Он подошел, стал позади Лауры, погладил спинку кресла и положил руки ей на плечи. Она склонила голову набок и потерлась щекой о его пальцы, усмехнулась, чуть подалась вперед и пригубила из бокала. Закрыв глаза, откинула голову назад и, немного посмаковав, проглотила виски.
- Мы могли бы снова съездить туда в будущем году. Не правда ли?
- Да, могли бы.
- Я часто вспоминаю, как мы бродили по улицам.
- Я тоже. Ты никогда не был в Гринвич-Вилледже, а я тебя туда привела.
- Да, могли бы снова съездить.
- Есть какая-то жизненная сила в этом городе. Помнишь? Ты не мог отличить запах реки от запаха моря, когда они доносились вместе. Ты их не различал. Мы шли к Гудзону и закрывали глаза, чтобы их распознать.
Он взял руку Лауры, стал целовать пальцы. Зазвонил телефон. Он шагнул к трубке, поднял ее и услышал голос, повторявший: «Алло… Алло? Лаура?»

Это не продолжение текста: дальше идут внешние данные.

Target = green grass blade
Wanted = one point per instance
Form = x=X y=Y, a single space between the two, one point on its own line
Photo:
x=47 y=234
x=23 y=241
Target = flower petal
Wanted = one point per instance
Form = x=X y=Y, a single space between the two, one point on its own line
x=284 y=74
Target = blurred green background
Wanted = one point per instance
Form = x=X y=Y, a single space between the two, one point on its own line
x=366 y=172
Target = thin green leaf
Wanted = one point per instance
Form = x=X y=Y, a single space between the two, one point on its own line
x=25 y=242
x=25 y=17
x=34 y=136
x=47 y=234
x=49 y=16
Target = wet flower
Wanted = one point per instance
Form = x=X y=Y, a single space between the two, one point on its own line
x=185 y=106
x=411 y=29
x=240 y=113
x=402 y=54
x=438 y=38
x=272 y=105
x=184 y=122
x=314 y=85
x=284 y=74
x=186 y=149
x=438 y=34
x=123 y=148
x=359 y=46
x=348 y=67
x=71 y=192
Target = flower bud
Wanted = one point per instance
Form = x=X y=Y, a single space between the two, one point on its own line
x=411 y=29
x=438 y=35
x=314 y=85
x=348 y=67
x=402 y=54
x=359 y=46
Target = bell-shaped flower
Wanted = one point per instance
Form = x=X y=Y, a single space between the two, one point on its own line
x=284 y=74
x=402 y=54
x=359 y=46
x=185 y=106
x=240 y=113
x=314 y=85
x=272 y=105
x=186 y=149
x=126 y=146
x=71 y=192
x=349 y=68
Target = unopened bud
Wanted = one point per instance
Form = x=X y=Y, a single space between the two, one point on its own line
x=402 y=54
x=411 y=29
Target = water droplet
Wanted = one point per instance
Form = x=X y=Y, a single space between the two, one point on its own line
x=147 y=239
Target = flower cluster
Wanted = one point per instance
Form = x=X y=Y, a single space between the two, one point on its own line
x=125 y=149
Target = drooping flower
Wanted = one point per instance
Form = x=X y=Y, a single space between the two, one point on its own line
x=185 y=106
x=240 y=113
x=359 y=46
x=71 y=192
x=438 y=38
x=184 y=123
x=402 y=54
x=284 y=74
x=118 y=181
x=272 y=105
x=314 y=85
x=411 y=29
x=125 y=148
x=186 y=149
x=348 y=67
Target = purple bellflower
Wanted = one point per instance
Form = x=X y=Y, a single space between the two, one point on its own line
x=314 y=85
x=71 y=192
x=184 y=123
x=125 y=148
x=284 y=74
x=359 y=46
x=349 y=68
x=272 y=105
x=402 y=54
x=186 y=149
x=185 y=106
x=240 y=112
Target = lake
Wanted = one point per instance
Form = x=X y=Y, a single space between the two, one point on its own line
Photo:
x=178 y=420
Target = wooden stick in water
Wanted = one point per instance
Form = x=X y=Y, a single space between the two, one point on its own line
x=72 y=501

Он прикрыл черную трубку рукой и передал Лауре. Она поставила бокал на столик и подошла к телефону.
- Да?
- Лаура, это я, Каталина.
- Да. Как поживаешь?
- Я тебе не помешала?
- Я собиралась уйти.
- Ничего, я не отниму у тебя много времени.
- Слушаю.
- Я тебя не задерживаю?
- Нет-нет, пожалуйста.
- Кажется, я сделала глупость. Надо было позвонить тебе.
- Да?
- Да, да. Я должна была купить у тебя софу. Я поняла это только сейчас, когда надо обставлять новый дом. Помнишь ту расшитую софу? Знаешь, она очень подошла бы к моей передней - я купила гобелены, чтобы украсить переднюю, и думаю, что туда может подойти только твоя софа с ручной вышивкой…
- Не уверена. Думаю, там слишком много вышивки.
- Нет, нет, нет. Мои гобелены темного цвета, а твоя софа - светлая. Чудесный контраст.
- Но видишь ли, эту софу я поставила здесь, в квартире.
- Ну не упрямься. У тебя и так слишком много мебели. Ты сама мне сказала, что поставила больше половины в сарай. Говорила ведь, правда?